Mrs. Quinlan stood, her perfectly unwashed hands crossed on the last button of her black silk bodice; her faded face all over lines, querulous, good-humoured, quizzical, under the untidy wisps of her yellow-grey hair; and, while we ate and drank, she flowed continuously on, stimulated by a question here and there, or an appropriate comment.
SPEAKING THE IRISH
“And indeed, Miss Caroline, it’s very busy I am. For sure, didn’t the master wire there’d be twelve of them here the day after to-morrow? It’s getting all the rooms ready I am, and the Professor here and all. Not that he’s much trouble, the crathur. Them’s his shoes, in the hall beyant. I’m sorry he’s out, then, for it’s the queer-looking body he is. He’s wearing the kilt, ye know, Miss Carrie. And not a word out of him but Irish! Musha, I don’t know what he’d be saying!—It’s a deal of store they do be setting on speaking the Irish now, Miss.”
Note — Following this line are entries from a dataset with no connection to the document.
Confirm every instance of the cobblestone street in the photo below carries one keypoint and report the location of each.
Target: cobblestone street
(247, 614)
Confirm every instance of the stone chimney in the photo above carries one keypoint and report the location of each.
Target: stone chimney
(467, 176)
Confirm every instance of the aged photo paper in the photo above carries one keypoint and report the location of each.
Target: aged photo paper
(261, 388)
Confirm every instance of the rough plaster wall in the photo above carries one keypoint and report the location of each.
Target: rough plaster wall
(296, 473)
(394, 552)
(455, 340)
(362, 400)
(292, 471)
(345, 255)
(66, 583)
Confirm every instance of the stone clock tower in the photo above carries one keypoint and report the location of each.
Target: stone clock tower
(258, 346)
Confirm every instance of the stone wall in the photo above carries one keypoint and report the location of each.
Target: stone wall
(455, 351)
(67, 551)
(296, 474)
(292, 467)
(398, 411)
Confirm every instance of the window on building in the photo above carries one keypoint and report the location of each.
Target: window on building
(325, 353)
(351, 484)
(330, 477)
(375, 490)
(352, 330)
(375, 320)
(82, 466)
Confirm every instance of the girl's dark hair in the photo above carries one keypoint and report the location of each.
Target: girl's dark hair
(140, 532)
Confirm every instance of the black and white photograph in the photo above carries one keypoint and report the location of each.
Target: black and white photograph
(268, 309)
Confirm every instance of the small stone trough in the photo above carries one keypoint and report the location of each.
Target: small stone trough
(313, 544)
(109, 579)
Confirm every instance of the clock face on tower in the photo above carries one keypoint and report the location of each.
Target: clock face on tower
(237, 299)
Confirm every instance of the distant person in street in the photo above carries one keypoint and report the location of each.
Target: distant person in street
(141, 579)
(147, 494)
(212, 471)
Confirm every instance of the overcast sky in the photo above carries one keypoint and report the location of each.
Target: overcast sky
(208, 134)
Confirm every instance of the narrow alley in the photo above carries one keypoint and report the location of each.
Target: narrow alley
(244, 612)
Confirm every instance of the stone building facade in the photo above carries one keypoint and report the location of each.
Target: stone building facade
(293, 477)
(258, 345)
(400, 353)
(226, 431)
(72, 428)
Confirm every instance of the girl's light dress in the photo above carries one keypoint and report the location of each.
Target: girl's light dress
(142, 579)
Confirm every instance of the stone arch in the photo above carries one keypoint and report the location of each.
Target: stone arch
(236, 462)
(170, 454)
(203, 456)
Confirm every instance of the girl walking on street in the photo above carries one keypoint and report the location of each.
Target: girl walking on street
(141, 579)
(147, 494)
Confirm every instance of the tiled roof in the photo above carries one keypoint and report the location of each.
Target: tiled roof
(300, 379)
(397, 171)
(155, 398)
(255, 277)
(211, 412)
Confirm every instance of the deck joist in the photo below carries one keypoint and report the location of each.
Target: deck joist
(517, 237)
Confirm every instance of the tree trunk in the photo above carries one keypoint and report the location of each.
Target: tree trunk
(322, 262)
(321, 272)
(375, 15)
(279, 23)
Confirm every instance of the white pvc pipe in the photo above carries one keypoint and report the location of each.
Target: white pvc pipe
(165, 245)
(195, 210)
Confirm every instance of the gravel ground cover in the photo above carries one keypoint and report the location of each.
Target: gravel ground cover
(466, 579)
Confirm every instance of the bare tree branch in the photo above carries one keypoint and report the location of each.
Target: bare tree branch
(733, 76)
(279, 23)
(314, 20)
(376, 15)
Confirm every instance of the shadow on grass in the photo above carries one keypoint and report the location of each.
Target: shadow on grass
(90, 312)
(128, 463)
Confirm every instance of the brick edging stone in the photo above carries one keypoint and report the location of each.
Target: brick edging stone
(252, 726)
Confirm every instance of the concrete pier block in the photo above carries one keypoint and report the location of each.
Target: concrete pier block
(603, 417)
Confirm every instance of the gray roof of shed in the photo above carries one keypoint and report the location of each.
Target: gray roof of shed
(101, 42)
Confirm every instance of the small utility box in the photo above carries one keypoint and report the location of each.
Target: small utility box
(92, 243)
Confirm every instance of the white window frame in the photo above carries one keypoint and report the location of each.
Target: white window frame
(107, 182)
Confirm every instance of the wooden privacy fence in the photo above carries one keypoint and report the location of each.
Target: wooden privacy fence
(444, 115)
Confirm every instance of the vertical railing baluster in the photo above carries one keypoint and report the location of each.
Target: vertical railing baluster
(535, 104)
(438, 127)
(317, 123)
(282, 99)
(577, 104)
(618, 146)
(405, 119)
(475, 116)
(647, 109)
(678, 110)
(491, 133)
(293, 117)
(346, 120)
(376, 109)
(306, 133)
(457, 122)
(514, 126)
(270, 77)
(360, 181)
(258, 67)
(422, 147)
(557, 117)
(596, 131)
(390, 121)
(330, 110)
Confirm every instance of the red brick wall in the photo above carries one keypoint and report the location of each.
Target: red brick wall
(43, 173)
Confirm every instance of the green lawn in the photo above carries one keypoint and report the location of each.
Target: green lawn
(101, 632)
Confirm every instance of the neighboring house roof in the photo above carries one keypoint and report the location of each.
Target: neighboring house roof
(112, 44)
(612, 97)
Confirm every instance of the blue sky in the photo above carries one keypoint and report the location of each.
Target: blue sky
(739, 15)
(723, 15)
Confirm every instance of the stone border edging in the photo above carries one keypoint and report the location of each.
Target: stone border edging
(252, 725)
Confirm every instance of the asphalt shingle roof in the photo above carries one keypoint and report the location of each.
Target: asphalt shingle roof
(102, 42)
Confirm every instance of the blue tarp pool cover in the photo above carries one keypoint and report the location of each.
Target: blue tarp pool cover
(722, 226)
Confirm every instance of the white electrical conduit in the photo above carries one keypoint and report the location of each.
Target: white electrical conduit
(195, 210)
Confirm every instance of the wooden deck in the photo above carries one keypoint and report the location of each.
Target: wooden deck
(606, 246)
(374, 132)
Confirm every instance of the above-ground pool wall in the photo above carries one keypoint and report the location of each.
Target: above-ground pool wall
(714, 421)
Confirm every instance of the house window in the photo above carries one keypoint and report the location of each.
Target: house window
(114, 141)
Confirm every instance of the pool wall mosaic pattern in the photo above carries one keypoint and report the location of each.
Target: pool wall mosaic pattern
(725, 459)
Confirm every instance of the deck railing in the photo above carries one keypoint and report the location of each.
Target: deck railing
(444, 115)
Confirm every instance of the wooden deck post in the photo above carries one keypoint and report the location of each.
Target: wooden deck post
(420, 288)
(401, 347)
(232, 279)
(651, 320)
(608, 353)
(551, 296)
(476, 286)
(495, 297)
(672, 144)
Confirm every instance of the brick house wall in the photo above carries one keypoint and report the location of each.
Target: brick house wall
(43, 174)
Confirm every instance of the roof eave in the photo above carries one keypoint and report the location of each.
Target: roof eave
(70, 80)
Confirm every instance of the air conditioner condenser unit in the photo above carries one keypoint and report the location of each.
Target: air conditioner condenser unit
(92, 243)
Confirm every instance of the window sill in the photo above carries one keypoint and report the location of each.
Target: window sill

Here Mrs. Quinlan, seized with a paroxysm of silent laughter, claps one of the grimy hands over her mouth and doubles herself in two.
“The master’s wild about it, God help him!” she proceeds presently. “But sure, I do be tellin’ him, I’m too old to be thinkin’ about that kind of thing at my time of life. Troth, and it’s queer times we do be having! Isn’t the master bringing back a black lady on us!”
“A black lady?” ejaculated Miss Carrie, startled out of her placidity. “Good gracious, Mrs. Quinlan!”
“Indeed, and it’s true. A rale black lady I hear she is, and it’s in Paris he met her.”
“In Paris!”
It seemed a strange place from which to bring a black lady. We were all full of the liveliest interest.